According to the Russian diplomat, resumption of flights is discussed within the Open Skies Consultative Commission. "First of all, national restrictions are taken into account because they are applicable not only to those who are on the country’s territory but also to the crew performing the flight, which requires corresponding guarantees and permits, including from the relevant Russian services responsible for quarantine measures," Bushuyev noted.
The signatory states to the Treaty on Open Skies held a special videoconference on Monday to discuss the impacts of the United States’ withdrawal and the treaty’s future after that.
US President Donald Trump declared on May 21 that Washington was going to withdraw from the Treaty on Open Skies, which provides for inspection flights over member countries’ territories to monitor military activities.

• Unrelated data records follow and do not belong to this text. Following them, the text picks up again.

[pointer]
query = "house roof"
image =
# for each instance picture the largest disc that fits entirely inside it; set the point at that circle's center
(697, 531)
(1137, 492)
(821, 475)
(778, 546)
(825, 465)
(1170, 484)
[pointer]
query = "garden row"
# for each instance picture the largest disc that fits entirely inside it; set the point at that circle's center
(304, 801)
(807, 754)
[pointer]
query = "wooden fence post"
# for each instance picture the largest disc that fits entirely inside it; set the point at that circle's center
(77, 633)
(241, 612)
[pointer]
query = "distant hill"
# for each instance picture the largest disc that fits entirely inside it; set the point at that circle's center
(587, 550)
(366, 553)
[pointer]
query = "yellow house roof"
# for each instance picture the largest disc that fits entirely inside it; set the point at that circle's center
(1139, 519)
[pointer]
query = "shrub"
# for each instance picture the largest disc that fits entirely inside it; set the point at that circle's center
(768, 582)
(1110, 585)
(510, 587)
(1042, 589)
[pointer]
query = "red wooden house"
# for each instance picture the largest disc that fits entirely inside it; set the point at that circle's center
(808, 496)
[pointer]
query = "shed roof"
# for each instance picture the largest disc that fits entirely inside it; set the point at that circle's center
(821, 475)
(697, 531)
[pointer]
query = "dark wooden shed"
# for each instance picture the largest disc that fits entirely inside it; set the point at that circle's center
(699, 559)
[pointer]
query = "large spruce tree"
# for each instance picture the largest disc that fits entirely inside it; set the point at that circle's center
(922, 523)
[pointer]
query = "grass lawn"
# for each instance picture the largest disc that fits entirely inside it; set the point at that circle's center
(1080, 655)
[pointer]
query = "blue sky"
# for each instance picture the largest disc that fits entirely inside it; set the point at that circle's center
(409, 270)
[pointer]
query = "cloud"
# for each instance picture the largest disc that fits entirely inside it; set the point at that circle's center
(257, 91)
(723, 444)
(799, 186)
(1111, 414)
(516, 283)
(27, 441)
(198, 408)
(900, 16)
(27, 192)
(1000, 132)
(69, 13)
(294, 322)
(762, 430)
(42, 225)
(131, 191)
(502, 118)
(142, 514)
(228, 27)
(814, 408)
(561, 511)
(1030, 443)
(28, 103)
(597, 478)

He motivated this step by Russia’s alleged violation of the treaty. US Secretary of State Michael Pompeo said in a written statement that the decision to withdraw from the treaty will come into effect in six months after May 22. Moscow denies the accusations saying it is committed to the treaty and puts forward counterclaims.
The Treaty on Open Skies was signed in March 1992 in Helsinki by 23 member nations of the Organization for Security and Co-operation in Europe (OSCE). The main purposes of the open skies regime are to develop transparency, render assistance in monitoring compliance with the existing or future arms control agreements and broaden possibilities for preventing crises and managing crisis situations. The treaty establishes a program of unarmed aerial surveillance flights over the entire territory of its participants. Now, the treaty has more than 30 signatory states. Russia ratified the Treaty on Open Skies on May 26, 2001.